There's nothing quite as sobering as an old friend telling you that you're, erm, unsober, writes Paul Ash

28 January 2018 - 00:00 By Paul Ash

The first time I got drunk was on the lovely green banks of the River Thames at Henley. We were there to watch my brother - who rowed in the "engine room" of the Wits University "eight" - compete at the famous regatta. The regatta is one of the social events on the English society calendar, along with Ascot and Wimbledon.
But rowing, unlike tennis or watching sleek, expensive horses thunder down emerald green turf, is a lousy spectator sport. So in between brief moments of cheering and excitement as boats race across the finish line, the spectators drink, and drink hard.
At Henley they mostly drink Pimms No 1 Cup, which is as vital to the regatta's success as jet fuel is to the British Airways Boeing 747 that had carried us all to England.For reasons that are lost in the mists of time, I was allowed to have one Pimms and then another, and the world soon took on a most pleasant hue. How warm the day was. How green the trees!

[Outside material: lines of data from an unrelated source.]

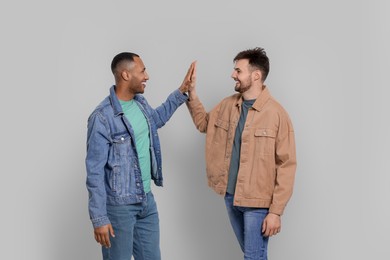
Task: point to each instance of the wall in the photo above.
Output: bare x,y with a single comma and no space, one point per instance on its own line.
328,67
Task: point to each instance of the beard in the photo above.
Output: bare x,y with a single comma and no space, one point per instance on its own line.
242,87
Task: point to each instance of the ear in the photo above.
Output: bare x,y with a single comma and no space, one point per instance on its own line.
257,75
125,75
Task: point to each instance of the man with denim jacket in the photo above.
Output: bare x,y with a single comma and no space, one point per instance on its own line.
250,153
123,156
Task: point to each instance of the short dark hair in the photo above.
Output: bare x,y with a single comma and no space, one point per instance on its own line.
124,56
257,58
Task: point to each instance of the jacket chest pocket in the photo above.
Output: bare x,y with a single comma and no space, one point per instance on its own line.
265,141
121,144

I lay on the afterdeck of the cramped little river cruiser on which we were staying and watched the puffy clouds scud past overhead in a royal blue sky. I was 16, comfortably numb, as the Pink Floyd song goes, and very, very happy, and I did not look back.Until now. This is the year of living dangerously, a year of no booze. The plan has been brewing for a while. It might be that Pimms no longer fills me with the same happiness that it did when I was 16. It might be fear of slavering hyenas at police roadblocks (and, no, Uber is not a long-term solution to going home pissed at night).
Or perhaps it's the hangovers - both real and metaphysical - and the headache and nausea and self-loathing that infuses - like bitters in a pink gin - a wasted (Ha! He said "wasted"!) day spent recovering in a hammock in the garden under the shrieking gaze of the loeries.
At a 50th birthday in the closing days of the year, a friend from my London days gave me a hug and said: "How nice to see you on form! You always could put it away."
There's nothing quite as sobering as an old friend telling you that you're, erm, unsober.Quitting the bottle is an interesting thing. Stop smoking and people pat you on the arm and say "well done!". Tell them you're not drinking and they look at you like a dog that just relieved itself on the carpet.
There have been some highlights, though. I took all the never-used champagne flutes and martini glasses - a set of six works of art - to the local charity shop. It was Saturday and I had not shaved and it is some time since I had had a haircut. I may, in fact, have looked as if I was just back from a night on the lash. "Here we go," I said to the volunteer at the shop, "I'm cleaning out all our old glasses. We don't need these anymore."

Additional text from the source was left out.